Martin and I are talking about the semi-rare Ross's goose who lives at the lake year-round, keeping company with the domestic and Chinese geese.
Martin says Ross, as he calls the goose, is a good example of a certain type of Echo Park resident: one of a kind, came from somewhere else, got separated from its flock, landed here by accident and liked it, keeps odd company. That's the gist of how Martin described the goose, whose gender we don't know. It's a tiny thing, by goose standards, the size of a mallard duck, with delicate features, almost all white but with a flare of black tail feathers. Most Ross geese nest in the far northern reaches of Canada and in Alaska. This one now swims close to Martin and I, calmly taking a look.
Then Martin spots a night-crowned heron fishing on the cement bank of the lake, the second heron we've seen. A few minutes earlier we walked underneath a great blue heron that was sitting high in a eucalyptus tree, its neck curled close to its body. I've seen it before, on the island, which, though connected to the "mainland" of the park by a gated bridge, is off limits to most humans. Martin believes there is a heron nest in the park somewhere, and a few moments later we see a brown speckled heron juvenile.
Like myself, Martin worries that the Prop. O-funded cleanup of the lake will upset the very specific ecosystem here.
The level of activity at 7-something a.m. is much higher than it is at noonish, the hour at which I have usually seen the lake. Cormorants are fishing, the ducks are swimming faster, turtles are not yet sunning. The sun has not yet dried the grass, and so no people practise guitar, play chess or lounge or sleep. The pigeons and other birds are not yet napping. The grebes are busy, but they always seem busy, even at high noon.
Martin has been told by a parks and rec person that the lake is home to some ancient large bass -- huge things that eat the other fish (which are stocked for recreational fishing) and are big enough to eat ducklings on ocassion.
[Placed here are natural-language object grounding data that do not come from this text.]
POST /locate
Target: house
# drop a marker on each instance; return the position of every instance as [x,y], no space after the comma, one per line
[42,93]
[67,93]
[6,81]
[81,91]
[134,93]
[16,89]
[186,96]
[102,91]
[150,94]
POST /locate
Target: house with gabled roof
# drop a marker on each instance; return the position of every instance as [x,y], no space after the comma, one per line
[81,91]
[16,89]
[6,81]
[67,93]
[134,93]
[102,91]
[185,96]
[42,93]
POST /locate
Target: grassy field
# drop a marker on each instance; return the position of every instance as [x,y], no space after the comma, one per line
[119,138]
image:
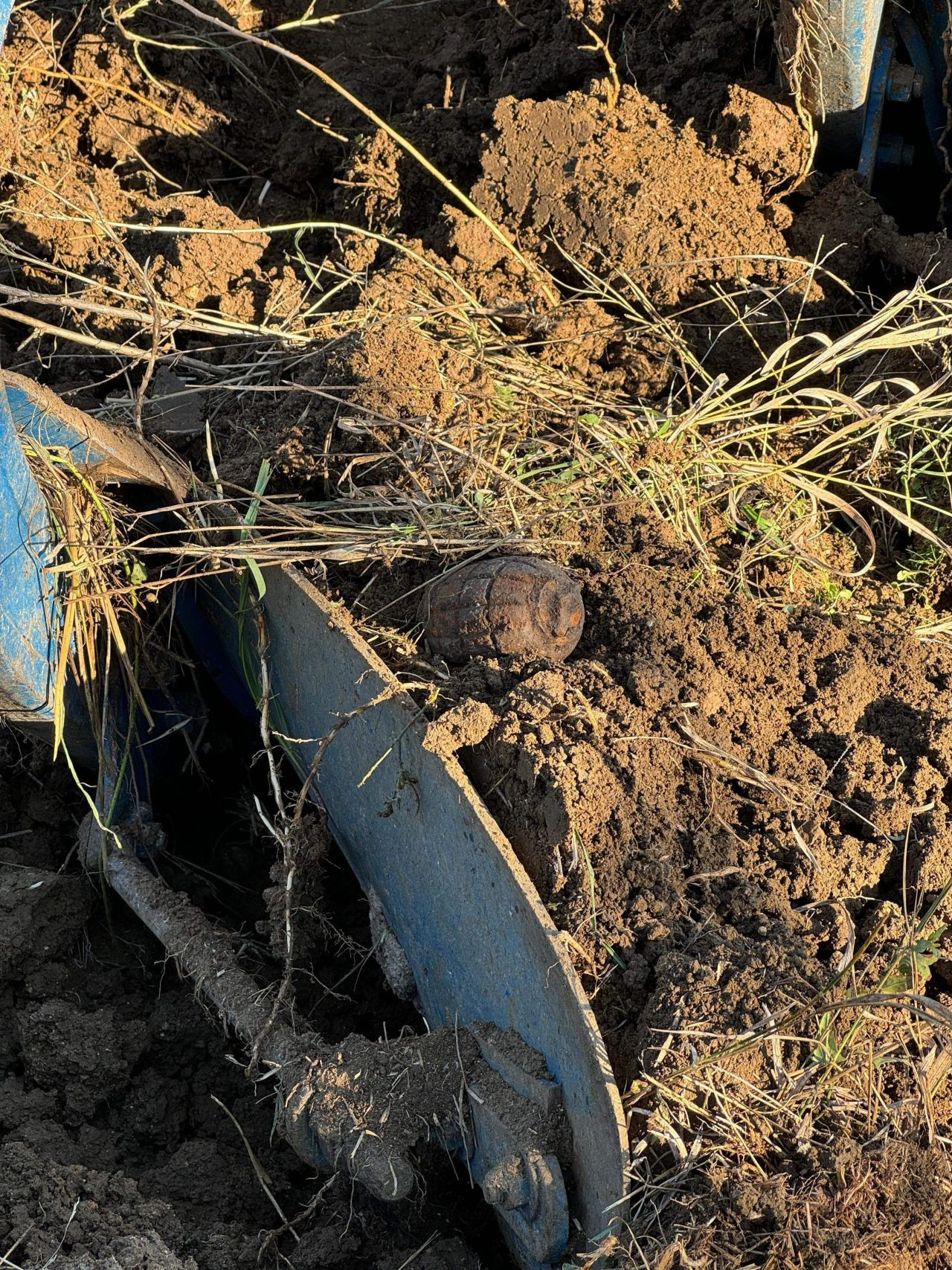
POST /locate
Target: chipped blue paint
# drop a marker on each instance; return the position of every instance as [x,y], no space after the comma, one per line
[28,615]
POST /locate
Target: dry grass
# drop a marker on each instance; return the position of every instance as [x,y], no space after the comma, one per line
[826,463]
[774,1169]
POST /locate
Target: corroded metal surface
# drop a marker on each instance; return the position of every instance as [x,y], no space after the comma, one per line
[508,606]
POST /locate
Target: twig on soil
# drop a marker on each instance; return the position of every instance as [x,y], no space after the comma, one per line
[260,1171]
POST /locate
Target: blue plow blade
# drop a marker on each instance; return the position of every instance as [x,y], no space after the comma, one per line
[480,944]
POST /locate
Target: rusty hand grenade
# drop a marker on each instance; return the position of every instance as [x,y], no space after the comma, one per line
[508,606]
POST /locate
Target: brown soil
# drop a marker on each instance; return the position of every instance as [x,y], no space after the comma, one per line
[715,797]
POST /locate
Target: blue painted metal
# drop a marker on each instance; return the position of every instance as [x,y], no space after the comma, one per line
[876,102]
[479,941]
[480,944]
[842,37]
[926,45]
[28,618]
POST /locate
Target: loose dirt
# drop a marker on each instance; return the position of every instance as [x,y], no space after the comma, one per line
[724,801]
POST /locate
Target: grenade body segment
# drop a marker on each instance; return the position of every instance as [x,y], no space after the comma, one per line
[509,606]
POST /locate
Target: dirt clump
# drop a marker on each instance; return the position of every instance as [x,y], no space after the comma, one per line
[705,760]
[637,193]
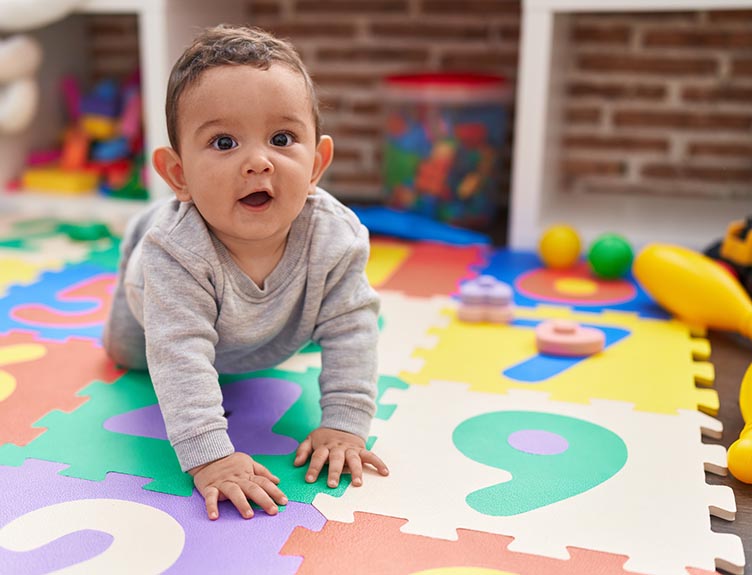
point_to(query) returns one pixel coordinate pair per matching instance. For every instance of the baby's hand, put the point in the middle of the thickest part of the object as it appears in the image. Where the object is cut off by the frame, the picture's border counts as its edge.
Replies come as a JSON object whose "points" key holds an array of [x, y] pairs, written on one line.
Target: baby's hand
{"points": [[238, 478], [339, 448]]}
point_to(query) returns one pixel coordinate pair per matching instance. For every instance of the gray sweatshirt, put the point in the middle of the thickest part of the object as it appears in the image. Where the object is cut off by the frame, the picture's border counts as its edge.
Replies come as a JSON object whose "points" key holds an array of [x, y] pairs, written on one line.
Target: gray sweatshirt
{"points": [[202, 315]]}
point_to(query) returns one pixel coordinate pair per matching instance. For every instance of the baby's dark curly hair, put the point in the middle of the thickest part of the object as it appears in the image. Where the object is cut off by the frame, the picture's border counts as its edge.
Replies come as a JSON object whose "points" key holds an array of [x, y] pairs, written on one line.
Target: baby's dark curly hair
{"points": [[225, 45]]}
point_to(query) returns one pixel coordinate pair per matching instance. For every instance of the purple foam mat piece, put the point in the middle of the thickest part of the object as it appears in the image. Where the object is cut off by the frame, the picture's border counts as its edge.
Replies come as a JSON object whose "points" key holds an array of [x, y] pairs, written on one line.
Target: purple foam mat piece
{"points": [[229, 545], [253, 406]]}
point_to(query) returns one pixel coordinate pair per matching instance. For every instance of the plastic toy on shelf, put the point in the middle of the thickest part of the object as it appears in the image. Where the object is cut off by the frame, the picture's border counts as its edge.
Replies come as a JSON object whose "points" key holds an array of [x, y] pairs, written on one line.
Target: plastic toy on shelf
{"points": [[568, 338], [102, 146], [485, 299], [740, 452]]}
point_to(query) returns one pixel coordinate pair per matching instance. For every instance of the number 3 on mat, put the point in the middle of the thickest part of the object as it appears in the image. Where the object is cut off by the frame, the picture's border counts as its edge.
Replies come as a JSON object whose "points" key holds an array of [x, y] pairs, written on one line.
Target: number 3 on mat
{"points": [[551, 458]]}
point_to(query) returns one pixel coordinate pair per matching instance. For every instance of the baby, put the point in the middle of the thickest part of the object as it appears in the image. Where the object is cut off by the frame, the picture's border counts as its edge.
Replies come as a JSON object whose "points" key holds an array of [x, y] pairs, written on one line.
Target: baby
{"points": [[247, 264]]}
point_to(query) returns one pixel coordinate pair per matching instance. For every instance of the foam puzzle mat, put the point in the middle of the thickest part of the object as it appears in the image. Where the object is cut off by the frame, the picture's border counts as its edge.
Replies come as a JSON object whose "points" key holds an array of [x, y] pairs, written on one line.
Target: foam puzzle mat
{"points": [[503, 461]]}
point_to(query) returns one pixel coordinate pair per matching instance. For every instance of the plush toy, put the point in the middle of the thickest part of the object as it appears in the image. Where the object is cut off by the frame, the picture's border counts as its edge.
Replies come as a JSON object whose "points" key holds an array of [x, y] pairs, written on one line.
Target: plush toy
{"points": [[20, 57]]}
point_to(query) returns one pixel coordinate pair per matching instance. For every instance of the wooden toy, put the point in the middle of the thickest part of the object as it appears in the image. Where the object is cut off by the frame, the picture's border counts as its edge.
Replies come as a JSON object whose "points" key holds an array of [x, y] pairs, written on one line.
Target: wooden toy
{"points": [[736, 245], [568, 338], [75, 152], [559, 247], [485, 299], [694, 288], [740, 452], [610, 256]]}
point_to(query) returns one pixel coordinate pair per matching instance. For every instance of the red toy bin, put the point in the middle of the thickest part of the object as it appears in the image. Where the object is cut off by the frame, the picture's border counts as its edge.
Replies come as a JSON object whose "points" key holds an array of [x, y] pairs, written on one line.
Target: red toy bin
{"points": [[443, 145]]}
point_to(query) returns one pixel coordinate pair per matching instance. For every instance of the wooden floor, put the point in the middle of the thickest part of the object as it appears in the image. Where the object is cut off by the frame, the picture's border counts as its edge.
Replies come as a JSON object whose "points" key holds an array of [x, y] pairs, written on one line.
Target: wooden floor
{"points": [[731, 356]]}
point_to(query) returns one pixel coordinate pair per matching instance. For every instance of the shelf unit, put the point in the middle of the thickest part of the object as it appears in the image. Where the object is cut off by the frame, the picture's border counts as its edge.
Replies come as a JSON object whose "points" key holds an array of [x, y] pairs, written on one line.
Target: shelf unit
{"points": [[535, 200], [165, 28]]}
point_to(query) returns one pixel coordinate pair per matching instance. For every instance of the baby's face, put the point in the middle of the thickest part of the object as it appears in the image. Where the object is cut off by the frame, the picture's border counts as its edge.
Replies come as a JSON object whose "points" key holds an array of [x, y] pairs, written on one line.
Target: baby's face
{"points": [[248, 150]]}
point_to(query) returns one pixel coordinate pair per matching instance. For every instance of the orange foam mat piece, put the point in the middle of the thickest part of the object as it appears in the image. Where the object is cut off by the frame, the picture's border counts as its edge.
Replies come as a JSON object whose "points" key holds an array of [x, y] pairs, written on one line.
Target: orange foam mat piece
{"points": [[374, 545], [43, 376], [433, 269]]}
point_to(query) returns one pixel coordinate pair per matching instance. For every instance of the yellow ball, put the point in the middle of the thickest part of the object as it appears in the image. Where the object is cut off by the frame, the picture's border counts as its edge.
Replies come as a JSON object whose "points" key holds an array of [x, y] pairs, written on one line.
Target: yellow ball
{"points": [[559, 247]]}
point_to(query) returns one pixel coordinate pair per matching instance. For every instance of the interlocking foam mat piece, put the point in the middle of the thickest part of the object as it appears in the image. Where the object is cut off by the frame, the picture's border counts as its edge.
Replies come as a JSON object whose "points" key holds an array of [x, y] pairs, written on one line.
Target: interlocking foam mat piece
{"points": [[503, 460]]}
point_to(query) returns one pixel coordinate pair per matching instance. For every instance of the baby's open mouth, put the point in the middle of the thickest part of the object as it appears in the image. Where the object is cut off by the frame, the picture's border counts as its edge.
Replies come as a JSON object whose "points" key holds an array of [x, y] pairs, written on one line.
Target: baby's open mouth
{"points": [[256, 199]]}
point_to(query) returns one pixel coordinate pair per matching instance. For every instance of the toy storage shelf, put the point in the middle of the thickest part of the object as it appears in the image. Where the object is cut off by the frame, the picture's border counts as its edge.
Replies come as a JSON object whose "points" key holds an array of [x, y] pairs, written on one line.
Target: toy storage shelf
{"points": [[165, 28], [536, 203]]}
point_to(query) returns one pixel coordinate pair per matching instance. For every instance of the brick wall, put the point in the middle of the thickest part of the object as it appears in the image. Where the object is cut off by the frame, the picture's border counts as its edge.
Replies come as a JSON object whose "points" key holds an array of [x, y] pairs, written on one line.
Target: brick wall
{"points": [[660, 104], [655, 104], [350, 46]]}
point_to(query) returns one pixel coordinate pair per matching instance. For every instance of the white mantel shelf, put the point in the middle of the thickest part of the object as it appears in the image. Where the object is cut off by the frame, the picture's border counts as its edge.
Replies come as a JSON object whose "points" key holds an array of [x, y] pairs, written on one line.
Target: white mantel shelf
{"points": [[535, 201]]}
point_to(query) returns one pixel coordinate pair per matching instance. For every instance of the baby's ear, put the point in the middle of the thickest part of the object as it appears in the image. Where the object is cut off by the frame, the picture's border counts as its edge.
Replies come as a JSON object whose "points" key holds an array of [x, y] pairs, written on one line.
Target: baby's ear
{"points": [[168, 165], [324, 155]]}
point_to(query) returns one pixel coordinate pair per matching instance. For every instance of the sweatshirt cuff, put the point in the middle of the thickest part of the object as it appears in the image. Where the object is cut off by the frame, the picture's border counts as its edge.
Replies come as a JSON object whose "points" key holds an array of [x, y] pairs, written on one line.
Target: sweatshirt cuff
{"points": [[203, 448], [345, 418]]}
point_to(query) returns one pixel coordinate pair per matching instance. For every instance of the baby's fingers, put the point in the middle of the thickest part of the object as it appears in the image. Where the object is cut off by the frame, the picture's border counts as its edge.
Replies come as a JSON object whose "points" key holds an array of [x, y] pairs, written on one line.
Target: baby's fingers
{"points": [[234, 493], [356, 467], [336, 463], [371, 458], [318, 460], [270, 488], [259, 469], [211, 496], [260, 497], [303, 452]]}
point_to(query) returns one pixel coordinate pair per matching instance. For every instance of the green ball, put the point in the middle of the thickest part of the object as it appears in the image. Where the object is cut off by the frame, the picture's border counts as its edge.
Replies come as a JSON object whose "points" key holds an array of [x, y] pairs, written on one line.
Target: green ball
{"points": [[610, 256]]}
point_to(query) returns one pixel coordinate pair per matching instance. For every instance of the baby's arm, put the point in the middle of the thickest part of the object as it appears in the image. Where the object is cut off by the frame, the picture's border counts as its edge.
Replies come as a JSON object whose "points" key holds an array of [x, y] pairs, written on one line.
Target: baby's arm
{"points": [[180, 311], [347, 331]]}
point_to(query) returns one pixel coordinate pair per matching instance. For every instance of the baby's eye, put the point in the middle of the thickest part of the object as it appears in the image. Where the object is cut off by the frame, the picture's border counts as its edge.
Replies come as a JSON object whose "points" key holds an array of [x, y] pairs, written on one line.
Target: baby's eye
{"points": [[223, 143], [282, 139]]}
People fish for the bass but rarely catch them.
At the lotus bed Martin and I both marveled that there are still blossoms, even a few buds, this late in the season. The other day I counted fourteen. (I had said to myself that if I counted twenty I would blog them.) There are thousands (or at least many hundreds) of pods getting ready to drop. They look like brown shower heads, and they also remind me of radio receivers, tilted or upright, tuned to the music of every direction.
I have been hoping to see a particular mated pair of ducks: the male is black with a large tuft on his head, and the female is white with crisp brown patches. I usually spot them near the island. A friend of Martin's named them Hairdo and Dulce. Today Martin and I see two other black ducks with tufts, but no sign of the pair. Perhaps we'd have met them had we walked counterclockwise.